Stocks are off to a rocky start this year. For the first time in a long time, growth stocks are missing their earnings expectations, and their stock prices are falling off a cliff. I had almost forgotten what it’s like to see a company miss by a penny and drop like a rock. Even though the underlying earnings of the company are still growing, they are growing at a slower rate. All of the excitement about the stock’s future was priced in, and that balloon pops in the face of reality.
The darlings of the past decade, the FAANG stocks – Facebook, Apple, Amazon, Netflix, and Google – are experiencing a huge disparity of outcomes this earnings season. Facebook (newly renamed Meta Platforms) grew its revenue by $4.6 billion over the prior quarter but missed its earnings target by 4%. The stock dropped 25% the next day, the largest one-day loss of market capitalization ($239 billion) in history.

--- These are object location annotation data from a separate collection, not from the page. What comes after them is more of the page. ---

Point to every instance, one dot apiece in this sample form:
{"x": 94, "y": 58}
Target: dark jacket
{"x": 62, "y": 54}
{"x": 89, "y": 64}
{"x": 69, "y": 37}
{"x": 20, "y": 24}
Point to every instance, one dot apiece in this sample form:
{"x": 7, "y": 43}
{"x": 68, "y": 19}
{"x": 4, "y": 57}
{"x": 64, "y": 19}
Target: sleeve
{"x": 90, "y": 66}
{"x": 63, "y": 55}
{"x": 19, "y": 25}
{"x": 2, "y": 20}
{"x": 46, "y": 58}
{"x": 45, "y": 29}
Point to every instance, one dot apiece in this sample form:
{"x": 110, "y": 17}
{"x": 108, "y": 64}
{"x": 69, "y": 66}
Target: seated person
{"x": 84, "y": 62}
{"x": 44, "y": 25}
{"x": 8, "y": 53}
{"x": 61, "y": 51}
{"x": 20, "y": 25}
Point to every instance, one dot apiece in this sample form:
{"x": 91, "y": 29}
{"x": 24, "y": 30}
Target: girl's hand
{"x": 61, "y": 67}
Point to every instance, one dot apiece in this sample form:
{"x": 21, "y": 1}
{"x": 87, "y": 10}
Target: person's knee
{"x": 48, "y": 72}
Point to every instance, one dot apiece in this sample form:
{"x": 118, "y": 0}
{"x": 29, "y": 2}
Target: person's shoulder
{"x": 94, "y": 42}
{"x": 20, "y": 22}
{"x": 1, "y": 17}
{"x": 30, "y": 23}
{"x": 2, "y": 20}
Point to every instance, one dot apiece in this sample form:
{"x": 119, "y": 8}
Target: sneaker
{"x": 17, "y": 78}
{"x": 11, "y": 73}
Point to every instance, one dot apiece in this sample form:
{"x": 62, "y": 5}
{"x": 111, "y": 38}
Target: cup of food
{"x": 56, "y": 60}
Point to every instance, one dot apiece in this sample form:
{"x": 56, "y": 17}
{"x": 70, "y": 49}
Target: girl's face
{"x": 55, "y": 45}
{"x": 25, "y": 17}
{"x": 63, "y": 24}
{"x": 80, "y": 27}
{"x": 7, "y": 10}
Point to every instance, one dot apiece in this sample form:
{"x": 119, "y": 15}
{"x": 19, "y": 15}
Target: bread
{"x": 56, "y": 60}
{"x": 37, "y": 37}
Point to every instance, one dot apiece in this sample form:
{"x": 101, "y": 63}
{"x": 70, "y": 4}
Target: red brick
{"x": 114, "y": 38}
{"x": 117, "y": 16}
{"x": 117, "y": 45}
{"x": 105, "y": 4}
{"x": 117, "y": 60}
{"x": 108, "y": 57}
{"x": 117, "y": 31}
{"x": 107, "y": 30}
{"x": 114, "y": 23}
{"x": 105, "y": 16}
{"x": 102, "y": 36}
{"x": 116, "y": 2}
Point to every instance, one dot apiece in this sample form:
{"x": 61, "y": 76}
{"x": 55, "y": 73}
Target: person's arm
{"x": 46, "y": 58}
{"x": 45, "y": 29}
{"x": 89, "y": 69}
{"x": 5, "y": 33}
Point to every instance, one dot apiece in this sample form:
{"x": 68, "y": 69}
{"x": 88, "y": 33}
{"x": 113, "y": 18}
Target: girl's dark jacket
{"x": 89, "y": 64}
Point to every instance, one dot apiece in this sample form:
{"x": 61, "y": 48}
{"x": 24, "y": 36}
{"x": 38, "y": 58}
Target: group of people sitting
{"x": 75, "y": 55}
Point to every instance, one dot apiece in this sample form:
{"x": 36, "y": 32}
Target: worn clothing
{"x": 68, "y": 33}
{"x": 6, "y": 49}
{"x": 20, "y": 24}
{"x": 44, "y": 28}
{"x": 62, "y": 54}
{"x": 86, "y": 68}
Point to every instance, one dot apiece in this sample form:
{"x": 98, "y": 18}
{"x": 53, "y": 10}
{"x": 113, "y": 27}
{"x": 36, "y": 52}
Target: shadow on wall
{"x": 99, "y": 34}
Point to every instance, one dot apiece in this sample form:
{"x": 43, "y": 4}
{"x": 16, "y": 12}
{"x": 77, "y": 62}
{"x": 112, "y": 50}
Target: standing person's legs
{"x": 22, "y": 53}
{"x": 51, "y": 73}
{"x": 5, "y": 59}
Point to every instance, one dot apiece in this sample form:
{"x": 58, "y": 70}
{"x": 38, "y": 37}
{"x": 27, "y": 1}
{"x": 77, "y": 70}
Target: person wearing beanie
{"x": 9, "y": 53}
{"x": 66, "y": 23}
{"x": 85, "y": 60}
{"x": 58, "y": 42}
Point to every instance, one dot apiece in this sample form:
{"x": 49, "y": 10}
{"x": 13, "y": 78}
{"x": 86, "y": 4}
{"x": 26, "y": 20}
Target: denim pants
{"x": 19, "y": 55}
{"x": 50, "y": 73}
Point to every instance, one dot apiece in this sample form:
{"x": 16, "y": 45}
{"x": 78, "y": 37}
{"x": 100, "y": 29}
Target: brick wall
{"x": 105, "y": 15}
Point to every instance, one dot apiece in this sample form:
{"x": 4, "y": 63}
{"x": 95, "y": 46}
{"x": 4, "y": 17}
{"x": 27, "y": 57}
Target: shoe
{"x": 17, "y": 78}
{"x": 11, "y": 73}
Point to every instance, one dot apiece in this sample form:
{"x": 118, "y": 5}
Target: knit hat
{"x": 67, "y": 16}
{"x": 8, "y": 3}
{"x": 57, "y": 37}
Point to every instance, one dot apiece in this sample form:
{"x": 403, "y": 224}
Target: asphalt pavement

Meanwhile, Amazon, although not immune to market-wide selling in January, added the largest-ever one-day gain to its market cap ($190 billion) after an earnings surprise last Friday. That came on the heels of the previous one-day record ($181 billion) when Apple reported its earnings one week before.
Not to be outdone, Google’s parent company Alphabet, reported $30 billion of earnings on $75 billion in revenue and announced a 20-1 stock split. Investors love a stock split. Even though stock splits are meaningless accounting, there’s a mental comfort level with stock ‘prices’ being below a certain level. These numbers are mind-numbing if you take a step back. Google collected over $75 billion of revenue in three months.
Finally, Netflix beat its earnings expectations and met its revenue ($7.7 billion) target. But the stock dropped 20% the night after the company forecast a slowdown in new subscribers this quarter. Netflix had 8.3 million new subscribers in the 4th quarter but expects only 2.5 million in this quarter.
Here’s a look at the year-to-date performance disparity for the FAANG stocks. We may look back at this as the moment we finally stopped referring to these companies as a group.
Growth stock investing has two modes – 1. incredible euphoria and outsized gains and 2. massive disappointment and having the rug pulled out from under you. The shift from one mode to the other is instantaneous. The market goes from love to hate faster than the blink of an eye.
There is a group of investors who’ve never seen the end of a growth stock boom. You almost have to go back to the dot.com bust to see the massive cliff dives we’ve witnessed in the past two weeks. I grew up on value investing, so I’d be lying if I said there wasn’t a small part of me that is relieved that this moment has finally arrived. All those years of something that seemed too good to be true were unsettling to me.
The good news is that long-term investors in Facebook and Netflix have done just fine. If they can bring themselves to diversify, those gains have a chance to survive. A spoonful of sugar helps the medicine go down.
Who’s ready for the next market regime? I do believe we are about to embark on a new journey. Maybe I’m wrong, but I’d be fine with this being the end of the FAANGs.